Granda Misha Trojan

The Granda Misha is a threatening multi-purpose Trojan that can perform multiple, intrusive, and insidious actions on the computers it infects. The threat is being offered for sale to other potential cybercriminals by its creators. Depending on the goals of the customers, Granda Misha's behavior can be customized to accomplish different harmful purposes.

According to the promotional materials, the Trojan is capable of providing full user-level access to the breached system. The attackers can then execute arbitrary commands and activate the threat's loader functions to drop next-stage malware payloads, such as ransomware, crypto-miners, keyloggers or others.

The Granda Misha also can be used to collect sensitive data from the victim. The threat can extract private information that has been saved in most of the widely used Web browsers - Chrome, Firefox, QQ, Vivaldi, Brave, Opera, Yandex, Chromium and Torch Web. The attackers could potentially gain access to the victim's account credentials, payment and credit/debit card details or banking information.

Granda Misha's data-collecting capabilities do not stop there. The RATalso is supposedly able to extract information from communication services, FTPs and crypto-wallets. Among the list of targeted applications are Telegram, Pidgin, Psi, Gajim, NppFTP, WinSCP, Psi++, CoreFTP, FileZilla, etc.
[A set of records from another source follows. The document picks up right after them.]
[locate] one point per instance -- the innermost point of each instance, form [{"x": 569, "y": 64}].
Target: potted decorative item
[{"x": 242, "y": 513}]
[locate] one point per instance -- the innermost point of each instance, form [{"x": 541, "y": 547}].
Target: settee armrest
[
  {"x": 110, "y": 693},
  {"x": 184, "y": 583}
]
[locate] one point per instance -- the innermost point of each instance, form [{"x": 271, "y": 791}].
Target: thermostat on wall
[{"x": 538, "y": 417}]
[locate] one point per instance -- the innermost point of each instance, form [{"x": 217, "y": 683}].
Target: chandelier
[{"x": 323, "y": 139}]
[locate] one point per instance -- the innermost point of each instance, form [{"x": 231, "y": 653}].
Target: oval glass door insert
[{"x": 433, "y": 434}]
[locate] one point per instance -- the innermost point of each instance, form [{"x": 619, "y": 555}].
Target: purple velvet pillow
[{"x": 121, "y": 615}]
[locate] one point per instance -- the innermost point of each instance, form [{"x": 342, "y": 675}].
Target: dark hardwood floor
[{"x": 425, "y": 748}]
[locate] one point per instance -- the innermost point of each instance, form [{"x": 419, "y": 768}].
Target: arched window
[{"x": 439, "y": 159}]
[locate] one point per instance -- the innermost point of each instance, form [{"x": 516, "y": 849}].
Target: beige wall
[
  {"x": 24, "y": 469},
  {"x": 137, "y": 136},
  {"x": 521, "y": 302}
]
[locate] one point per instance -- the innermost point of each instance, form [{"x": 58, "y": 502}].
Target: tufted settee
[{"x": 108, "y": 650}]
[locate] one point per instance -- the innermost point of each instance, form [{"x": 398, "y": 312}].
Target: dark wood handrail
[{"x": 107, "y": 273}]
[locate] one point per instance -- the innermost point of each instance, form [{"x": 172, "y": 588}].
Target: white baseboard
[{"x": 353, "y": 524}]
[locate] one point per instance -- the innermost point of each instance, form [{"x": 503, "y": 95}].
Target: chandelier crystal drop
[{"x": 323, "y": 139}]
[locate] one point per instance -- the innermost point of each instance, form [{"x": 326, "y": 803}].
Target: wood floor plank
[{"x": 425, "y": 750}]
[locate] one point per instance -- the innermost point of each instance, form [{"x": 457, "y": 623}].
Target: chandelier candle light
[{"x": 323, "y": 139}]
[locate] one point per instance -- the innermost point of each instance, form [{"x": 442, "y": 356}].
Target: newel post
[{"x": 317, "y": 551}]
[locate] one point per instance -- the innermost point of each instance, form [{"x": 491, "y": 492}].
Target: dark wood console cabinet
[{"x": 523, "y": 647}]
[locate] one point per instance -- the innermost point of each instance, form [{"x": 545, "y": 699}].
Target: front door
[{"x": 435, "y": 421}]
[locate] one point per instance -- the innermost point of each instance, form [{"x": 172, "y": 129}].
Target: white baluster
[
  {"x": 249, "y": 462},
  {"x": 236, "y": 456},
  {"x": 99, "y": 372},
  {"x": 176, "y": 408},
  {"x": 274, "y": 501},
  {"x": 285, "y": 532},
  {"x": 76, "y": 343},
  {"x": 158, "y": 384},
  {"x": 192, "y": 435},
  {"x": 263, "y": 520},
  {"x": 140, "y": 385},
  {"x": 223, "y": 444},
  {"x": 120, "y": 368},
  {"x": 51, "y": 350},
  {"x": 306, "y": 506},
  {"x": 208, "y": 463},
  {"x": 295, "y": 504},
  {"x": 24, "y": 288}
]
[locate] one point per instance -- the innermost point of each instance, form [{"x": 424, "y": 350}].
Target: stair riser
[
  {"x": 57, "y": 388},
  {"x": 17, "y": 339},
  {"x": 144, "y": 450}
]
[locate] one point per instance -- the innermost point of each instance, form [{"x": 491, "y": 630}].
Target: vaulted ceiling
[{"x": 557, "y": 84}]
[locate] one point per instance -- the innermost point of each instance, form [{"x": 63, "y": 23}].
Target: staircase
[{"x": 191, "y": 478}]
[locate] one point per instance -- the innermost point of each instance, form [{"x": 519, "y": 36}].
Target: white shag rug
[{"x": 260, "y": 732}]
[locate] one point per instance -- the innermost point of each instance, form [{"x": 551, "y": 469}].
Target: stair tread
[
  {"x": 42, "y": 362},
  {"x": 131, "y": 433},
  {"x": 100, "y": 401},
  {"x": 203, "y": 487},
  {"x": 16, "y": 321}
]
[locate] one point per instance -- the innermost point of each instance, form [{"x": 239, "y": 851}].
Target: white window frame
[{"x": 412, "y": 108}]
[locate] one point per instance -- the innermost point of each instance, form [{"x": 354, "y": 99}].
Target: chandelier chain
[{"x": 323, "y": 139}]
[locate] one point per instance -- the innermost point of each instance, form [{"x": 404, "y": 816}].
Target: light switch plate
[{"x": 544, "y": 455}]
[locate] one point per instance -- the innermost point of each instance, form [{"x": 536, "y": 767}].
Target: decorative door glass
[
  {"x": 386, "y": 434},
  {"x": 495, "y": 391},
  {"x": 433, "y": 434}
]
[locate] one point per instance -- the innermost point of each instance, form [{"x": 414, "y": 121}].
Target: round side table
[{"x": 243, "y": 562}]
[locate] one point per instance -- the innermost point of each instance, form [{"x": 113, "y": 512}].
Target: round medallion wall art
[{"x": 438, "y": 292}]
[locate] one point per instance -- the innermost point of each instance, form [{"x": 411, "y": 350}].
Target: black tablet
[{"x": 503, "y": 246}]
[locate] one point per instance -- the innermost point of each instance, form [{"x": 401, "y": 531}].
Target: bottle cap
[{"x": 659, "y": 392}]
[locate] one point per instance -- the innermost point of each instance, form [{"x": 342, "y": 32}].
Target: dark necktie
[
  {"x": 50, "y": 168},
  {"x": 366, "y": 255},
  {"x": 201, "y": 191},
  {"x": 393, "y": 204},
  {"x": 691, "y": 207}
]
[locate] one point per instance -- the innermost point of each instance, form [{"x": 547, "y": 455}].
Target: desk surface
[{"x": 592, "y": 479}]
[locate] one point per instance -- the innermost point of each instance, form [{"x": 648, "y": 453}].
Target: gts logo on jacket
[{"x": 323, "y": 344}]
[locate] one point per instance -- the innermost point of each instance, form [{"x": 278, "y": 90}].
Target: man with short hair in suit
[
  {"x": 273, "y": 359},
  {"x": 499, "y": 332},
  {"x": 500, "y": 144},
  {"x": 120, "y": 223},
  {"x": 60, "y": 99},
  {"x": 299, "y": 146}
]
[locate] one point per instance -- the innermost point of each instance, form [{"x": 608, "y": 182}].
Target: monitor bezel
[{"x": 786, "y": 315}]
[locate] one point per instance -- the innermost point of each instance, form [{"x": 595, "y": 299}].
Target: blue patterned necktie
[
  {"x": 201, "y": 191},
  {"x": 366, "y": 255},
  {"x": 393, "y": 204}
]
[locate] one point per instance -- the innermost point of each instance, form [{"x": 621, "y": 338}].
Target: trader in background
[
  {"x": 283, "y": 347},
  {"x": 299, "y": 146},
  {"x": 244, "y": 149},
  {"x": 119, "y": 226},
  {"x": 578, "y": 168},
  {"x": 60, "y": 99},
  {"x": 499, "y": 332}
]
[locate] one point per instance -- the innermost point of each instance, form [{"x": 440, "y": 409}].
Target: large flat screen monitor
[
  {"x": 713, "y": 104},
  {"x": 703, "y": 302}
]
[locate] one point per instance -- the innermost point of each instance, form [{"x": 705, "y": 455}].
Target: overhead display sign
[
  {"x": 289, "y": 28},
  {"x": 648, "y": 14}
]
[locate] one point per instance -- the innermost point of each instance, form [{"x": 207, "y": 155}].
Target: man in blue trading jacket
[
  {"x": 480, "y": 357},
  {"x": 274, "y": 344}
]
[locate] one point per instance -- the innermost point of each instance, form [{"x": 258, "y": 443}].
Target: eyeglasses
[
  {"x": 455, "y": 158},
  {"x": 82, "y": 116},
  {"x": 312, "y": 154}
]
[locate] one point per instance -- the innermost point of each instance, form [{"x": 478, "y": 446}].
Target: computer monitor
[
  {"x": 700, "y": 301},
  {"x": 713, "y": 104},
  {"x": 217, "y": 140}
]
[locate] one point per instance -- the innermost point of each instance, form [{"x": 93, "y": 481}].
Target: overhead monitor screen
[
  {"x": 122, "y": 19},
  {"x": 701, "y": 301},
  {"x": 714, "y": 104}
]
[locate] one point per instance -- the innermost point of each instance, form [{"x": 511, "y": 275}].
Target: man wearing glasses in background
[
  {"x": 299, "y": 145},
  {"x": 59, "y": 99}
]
In addition, the Trojan can execute data-encryption routines and act as part of ransomware-type attacks. The cybercriminals can tailor numerous details to match their preferences, such as the employed encryption algorithm (SHA-256, Cha-Cha, or Curve25519), if a new file extension will be appended to the names of the locked files, whether the desktop background of the infected system will be changed with a custom one provided by the attackers, if the Windows Shadow Volume Copy backups will be deleted and more. The hackers also can customize the ransom note and pick its language out of 16 provided language choices, their preferred communication methods, etc.